"Pirate Radio" is a rock and roll music lover's fantasy that sets sail with power chords at sea. If you can imagine being sent off in a boat with a band of unruly crazy music lovers, with the sole purpose of playing the songs that defined a generation to defy the uptight establishment back at home, then you belong on-board "Pirate Radio". There was a time during the sixties in the UK, where rock and roll and music was almost all but banned from the national radio service, and as a response, boats rigged with transmitters shipped out into international waters, just out of jurisdiction but still within broadcasting range. These true events are the basis for the fictional tale seen in "Pirate Radio".
Originally titled the 'Boat that rocked the world' for its British release, "Pirate Radio" is another ensemble cast movie written and directed by Richard Curtis, who was the writer of "Four Weddings and a Funeral" and writer director of "Love Actually". And while there's love and romance, thankfully, there's no Hugh Grant and "Pirate Radio" is definitely not just a chick flick. If anything, "Pirate Radio" is a guys bonding on a boat movie, where the surly lot of rock and roll DJ's lock horns and learn to overcome their differences in the name of free speech and loud music.

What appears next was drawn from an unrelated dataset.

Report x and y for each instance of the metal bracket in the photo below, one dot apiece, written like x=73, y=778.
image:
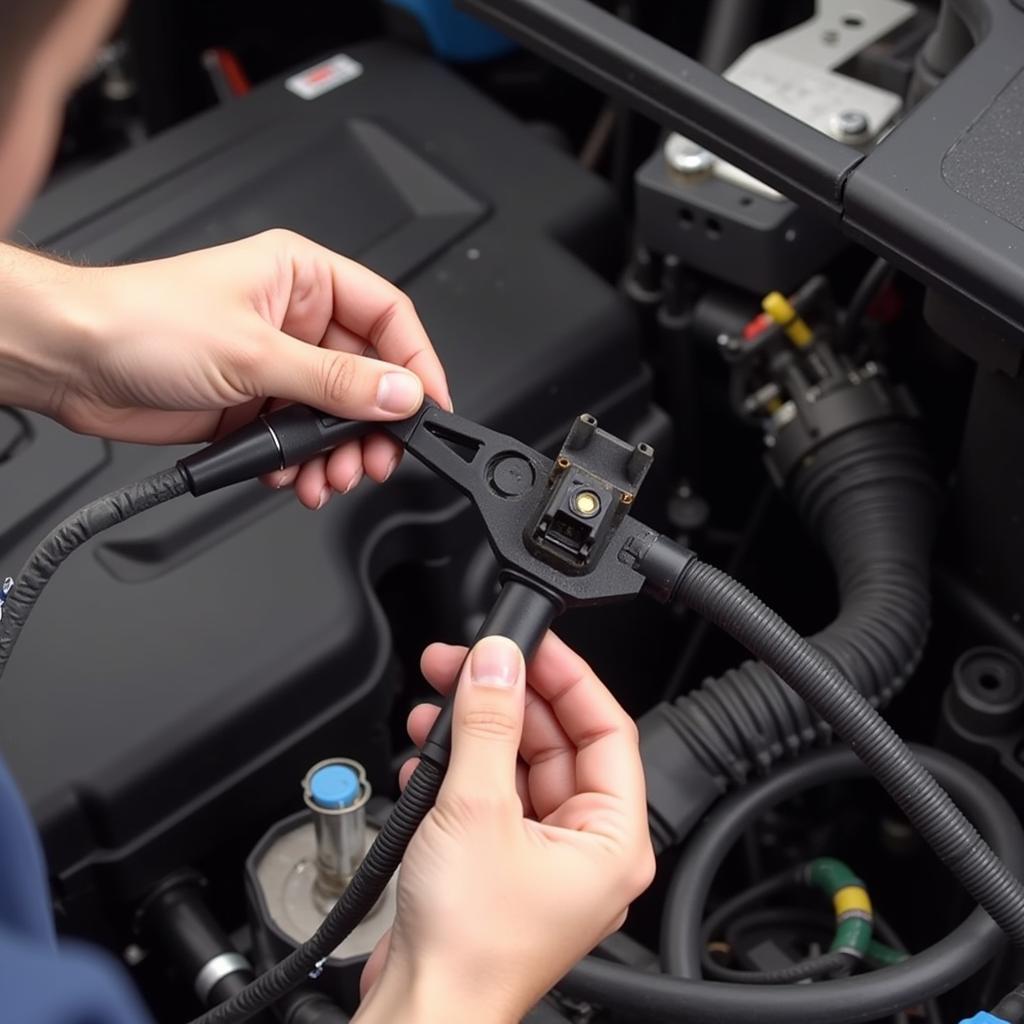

When the young Carl played by Tom Sturridge is sent to live on the boat as a favor to his mother, he gets shown around by Bill Nighy who as Quentin is the stylish and sophisticated older but still cool leader of the crew. He drops Carl into the deep end and we are quickly swept up into a fast paced rhythm of scenes. At the core is the conflict between British society trying to keep the lid on the emerging rock and roll culture. The pot is stirred up by the belligerent American DJ, the Count played with delight by Philip Seymour Hoffman, who clashes with Ryhs Ifans character, Gavin, when he returns to the boat to reclaim his former glory as the most popular DJ at sea. The large cast that makes up the crew of "Pirate Radio" carries their weight and even though the movie runs two hours long, you wish you had more time to spend with each of the many story threads that get spun up. There are some stand out moments including one for "Mad Men" fans who can't get enough of January Jones as Mrs. Draper, who will be thrilled by her angelic arrival when she descends upon the "Pirate Radio" boat.
A fabulous looking Emma Thompson comes on board to stir things up just long enough to send the plot off into an unexpected direction. While her real life husband Kenneth Branagh is barely recognizable at first as the squirrelly British minister who is hell bent on shutting the radio station down. And while the contrast of high society versus the rock and roll lifestyles is especially well played during the holiday dinner montage, there's a slight disconnect with the villains on land and heroes at sea, who never meet face to face.
"Pirate Radio" delivers on its promise and provides an uplifting fun story that's worth tuning in, its main shortcoming being that you may want more time with its many characters and storylines before coming back ashore. Wishing for an evening show on the "Pirate Radio" boat myself, for Movie Magazine this is Purple.